Oh actually there’s another interesting part to the book that has stayed with me, and it concerns a drug that in NZ there was quite the kerfuffle over – Herceptin. From a very quick google, here are some articles about it.
‘If I lived in NZ I’d be dead’ http://www.theatlantic.com/magazine/archive/2009/03/my-drug-problem/307279/
‘Hope and dispair in the funding of Herceptin’ http://www.nathaniel.org.nz/component/content/article/15-bioethical-issues/bioethics-and-health-care/173-hope-and-despair-the-funding-of-herceptin
‘Study says Herceptin best over 12 months’ http://www.stuff.co.nz/national/health/7759780/Study-says-Herceptin-is-best-over-12-months
‘Herceptin, at what price a womans life?’ http://media.uow.edu.au/opinions/UOW025806.html
Herceptin struck me as interesting even following it from when it was first introduced, as it absolutely dealt with live/death – and the extension of life.

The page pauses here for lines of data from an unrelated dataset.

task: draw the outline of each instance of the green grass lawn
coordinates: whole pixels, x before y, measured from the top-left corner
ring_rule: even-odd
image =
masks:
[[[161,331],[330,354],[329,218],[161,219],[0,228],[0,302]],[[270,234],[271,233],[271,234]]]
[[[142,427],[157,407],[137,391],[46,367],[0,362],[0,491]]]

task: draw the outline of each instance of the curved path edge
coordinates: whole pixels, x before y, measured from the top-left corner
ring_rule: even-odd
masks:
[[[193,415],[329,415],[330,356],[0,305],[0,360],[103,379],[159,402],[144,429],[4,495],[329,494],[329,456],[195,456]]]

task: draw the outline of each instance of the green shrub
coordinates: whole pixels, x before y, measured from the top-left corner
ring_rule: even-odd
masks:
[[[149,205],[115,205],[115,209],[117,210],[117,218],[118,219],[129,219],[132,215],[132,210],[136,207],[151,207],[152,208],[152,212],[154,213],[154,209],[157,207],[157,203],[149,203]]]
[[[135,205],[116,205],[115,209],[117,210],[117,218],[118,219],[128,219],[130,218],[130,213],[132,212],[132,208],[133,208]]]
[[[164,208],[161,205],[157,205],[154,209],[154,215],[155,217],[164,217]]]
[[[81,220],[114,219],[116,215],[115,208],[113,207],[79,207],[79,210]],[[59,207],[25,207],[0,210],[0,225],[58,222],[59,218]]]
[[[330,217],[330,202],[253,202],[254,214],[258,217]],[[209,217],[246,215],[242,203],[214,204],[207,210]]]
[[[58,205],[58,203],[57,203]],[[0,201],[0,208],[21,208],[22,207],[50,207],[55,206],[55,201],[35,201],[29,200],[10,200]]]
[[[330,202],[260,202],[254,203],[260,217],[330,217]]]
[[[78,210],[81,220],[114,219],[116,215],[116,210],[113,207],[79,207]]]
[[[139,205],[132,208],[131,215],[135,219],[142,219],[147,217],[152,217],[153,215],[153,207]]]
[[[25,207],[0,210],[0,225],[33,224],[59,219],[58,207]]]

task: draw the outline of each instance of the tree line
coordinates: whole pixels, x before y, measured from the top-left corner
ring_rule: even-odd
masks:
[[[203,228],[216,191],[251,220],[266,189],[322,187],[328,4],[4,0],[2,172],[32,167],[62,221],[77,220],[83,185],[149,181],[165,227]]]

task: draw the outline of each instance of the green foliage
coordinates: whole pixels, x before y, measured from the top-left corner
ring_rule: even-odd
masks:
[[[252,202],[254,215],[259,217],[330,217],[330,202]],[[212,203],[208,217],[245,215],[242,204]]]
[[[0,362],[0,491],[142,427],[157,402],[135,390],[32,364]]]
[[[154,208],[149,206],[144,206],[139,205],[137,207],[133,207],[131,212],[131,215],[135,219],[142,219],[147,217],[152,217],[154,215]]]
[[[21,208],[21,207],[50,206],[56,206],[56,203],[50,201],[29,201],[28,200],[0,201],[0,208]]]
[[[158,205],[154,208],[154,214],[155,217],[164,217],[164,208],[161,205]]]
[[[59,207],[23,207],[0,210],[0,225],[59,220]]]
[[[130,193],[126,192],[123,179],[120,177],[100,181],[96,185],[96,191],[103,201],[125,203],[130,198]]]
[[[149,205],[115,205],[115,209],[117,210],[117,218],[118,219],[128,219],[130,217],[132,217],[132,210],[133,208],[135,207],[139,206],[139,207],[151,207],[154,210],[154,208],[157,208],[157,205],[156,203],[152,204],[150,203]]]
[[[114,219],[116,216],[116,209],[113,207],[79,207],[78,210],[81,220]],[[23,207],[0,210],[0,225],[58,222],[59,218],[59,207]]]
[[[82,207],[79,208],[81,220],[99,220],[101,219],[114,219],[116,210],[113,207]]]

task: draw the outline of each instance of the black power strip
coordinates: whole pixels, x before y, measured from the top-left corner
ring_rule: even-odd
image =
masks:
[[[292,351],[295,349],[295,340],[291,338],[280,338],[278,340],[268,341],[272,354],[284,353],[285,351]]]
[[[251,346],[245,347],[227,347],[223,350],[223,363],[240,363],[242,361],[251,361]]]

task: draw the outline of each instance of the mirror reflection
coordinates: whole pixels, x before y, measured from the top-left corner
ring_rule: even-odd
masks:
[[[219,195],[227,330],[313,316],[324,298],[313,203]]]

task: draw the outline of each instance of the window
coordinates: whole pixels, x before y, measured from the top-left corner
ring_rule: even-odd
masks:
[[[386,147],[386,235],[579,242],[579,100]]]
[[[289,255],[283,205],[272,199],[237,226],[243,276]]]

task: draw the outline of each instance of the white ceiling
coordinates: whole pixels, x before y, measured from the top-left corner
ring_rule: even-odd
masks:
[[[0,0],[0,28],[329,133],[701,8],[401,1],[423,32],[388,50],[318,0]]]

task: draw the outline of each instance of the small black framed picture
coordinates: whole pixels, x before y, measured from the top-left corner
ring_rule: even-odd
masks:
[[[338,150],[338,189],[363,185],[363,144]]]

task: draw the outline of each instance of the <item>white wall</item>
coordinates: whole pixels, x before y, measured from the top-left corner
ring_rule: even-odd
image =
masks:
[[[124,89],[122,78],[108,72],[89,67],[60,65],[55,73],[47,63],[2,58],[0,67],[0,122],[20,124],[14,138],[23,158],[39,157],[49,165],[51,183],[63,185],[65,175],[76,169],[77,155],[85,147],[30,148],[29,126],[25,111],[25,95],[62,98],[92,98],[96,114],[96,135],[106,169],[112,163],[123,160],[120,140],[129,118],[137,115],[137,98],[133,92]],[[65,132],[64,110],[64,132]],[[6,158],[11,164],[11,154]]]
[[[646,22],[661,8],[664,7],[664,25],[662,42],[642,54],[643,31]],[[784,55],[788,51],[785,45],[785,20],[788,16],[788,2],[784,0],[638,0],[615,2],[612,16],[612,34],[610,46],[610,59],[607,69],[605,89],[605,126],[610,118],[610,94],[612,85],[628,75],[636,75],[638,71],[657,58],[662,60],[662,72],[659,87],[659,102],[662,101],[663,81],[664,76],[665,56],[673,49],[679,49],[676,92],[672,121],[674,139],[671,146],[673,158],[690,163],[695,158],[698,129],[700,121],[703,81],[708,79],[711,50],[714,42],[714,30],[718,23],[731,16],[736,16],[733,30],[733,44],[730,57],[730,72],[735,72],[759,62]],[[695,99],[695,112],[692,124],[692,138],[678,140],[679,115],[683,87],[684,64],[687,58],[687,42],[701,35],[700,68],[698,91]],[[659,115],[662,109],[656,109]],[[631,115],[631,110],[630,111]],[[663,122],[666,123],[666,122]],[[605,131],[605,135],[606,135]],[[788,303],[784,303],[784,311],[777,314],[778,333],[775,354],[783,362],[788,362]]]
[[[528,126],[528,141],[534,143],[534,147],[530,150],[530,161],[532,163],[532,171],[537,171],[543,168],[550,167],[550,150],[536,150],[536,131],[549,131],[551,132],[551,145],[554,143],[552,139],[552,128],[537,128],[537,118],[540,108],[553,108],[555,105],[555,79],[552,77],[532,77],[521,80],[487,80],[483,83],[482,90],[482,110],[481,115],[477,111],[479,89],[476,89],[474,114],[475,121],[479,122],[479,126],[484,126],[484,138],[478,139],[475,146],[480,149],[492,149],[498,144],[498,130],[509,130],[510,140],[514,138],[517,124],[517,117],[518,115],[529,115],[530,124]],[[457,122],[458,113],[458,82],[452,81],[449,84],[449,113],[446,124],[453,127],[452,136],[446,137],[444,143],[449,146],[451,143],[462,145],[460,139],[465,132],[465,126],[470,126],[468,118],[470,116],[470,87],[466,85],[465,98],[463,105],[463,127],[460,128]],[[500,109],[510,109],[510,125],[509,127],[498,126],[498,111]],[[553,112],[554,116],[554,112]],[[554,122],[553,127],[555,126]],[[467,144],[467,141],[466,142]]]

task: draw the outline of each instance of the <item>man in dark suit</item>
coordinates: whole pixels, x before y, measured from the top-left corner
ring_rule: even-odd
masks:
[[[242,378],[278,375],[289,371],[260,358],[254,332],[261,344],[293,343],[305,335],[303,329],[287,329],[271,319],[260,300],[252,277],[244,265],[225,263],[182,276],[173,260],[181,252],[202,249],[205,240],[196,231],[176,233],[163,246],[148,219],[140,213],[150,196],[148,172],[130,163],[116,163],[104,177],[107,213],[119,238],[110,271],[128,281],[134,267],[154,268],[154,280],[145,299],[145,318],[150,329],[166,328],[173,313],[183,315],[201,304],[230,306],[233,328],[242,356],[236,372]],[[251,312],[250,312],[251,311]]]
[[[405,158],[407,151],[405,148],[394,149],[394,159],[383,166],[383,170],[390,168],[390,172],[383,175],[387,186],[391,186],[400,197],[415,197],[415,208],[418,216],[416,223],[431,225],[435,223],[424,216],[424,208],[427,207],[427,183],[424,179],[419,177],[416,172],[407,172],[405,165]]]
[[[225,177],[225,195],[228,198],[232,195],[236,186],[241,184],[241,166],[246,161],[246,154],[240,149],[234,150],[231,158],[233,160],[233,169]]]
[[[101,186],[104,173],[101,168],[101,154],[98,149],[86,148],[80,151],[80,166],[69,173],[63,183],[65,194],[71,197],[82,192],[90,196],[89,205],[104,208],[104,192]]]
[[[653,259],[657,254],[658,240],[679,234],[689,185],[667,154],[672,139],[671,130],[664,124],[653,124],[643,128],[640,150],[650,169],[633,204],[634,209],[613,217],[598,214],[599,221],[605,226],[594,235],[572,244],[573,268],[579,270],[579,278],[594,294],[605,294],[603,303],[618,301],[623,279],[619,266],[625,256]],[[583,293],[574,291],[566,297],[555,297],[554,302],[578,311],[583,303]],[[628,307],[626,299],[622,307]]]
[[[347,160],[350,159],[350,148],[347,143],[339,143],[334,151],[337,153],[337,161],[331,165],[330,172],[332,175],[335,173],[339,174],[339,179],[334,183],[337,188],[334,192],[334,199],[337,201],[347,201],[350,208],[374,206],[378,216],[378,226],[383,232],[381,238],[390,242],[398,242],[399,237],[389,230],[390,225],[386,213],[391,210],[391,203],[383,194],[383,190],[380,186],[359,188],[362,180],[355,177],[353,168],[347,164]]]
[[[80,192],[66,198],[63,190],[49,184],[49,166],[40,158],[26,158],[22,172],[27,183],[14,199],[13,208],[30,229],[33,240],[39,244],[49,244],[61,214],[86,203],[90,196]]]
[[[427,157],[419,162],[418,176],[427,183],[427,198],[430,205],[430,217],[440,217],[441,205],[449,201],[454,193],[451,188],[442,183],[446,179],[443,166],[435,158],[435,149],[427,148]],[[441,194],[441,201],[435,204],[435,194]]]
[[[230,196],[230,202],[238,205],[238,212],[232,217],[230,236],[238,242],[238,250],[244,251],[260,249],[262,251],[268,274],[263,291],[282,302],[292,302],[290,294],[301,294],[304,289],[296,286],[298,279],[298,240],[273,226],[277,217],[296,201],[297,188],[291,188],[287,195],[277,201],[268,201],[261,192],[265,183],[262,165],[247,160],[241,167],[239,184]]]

But what value do we put on that? It got me thinking about how drugs are selected even then – cost to life value. How do they do it? these people who choose what drugs are selected? I’m sure it must be just maths, cost to lives saved, but how do they step away from the numbers each day looking at changing a drugs status and seeing those numbers as lives saved or lost? “One death is a tragedy; a million is a statistic” – Joseph Stalin, is what comes to mind when I think of the drug selection process.
So what’s interesting about Herceptin in the sense of this? (pages 252 – 256 of the book, do read it) here’s a link to the research that backs up what is discussed in the book – it makes for sad reading. The entire promotion and media coverage of the drug was primarily a Roche-backed PR orchestration of cherry-picked patients, incorrectly reported side-effects and incorrectly referenced information about cheaper generics disseminated – so what of the actual drug results? “Herceptin doesn’t work at all in 80% of patients and gives you at best a few extra months of life in advanced cases.” more details here
I’m trying to find a better link for that 80% stat as in my opinion it’s something that needs further research and review. From the book (page 253)
“‘More careful analysis of the “50 percent benefit” which had been widely quoted in the medical and non-medical press, and fixed in my mind, actually translated into a 4-5 percent benefit to me, which equally balanced the cardiac risk… This story illustrates how even a medically trained and usually rational woman becomes vulnerable when diagnosed with a potentially life threatening illness”
So what to make of all of this? I hope I don’t get sick, and if I do? I’m going to research the hell out of anything I’m prescribed to make sure I understand the ins and outs of what I’m taking.
Mr Ben Goldacre, as I’m about to tweet you with a link to this review and my overall thoughts, I have a couple of questions that I’d love you to answer if you have any time?
- How has the pharmaceutical community responded to your book? Have they acknowledged any of the changes that you’ve recommended and are any companies looking to implement these as a new approach?
- Shared data was one of the more interesting suggestions in the book (i.e. GP’s collecting data at source from the patients) has there been any movement on this?
- As a general comment it’s incredibly difficult to read how influential some information is (from bad data, to doctors who are paid to influence others about certain drugs). How does this differ in the UK with ‘socialised healthcare’ in comparison to the US where healthcare is a completely different business?
- One of the biggest barriers in my opinion about the dissemination about medical information is the way it is written/presented (i.e. in difficult to understand language). I personally think it’s common across the sciences, and is why a lot of us get information (e.g. the Herceptin example) from the media. Even doing my own research for this post I’m feeling befuddled by confusing language that’s obviously pretty unnatural for me in my day to day life! How do you think the medical/pharmaceutical community should approach this?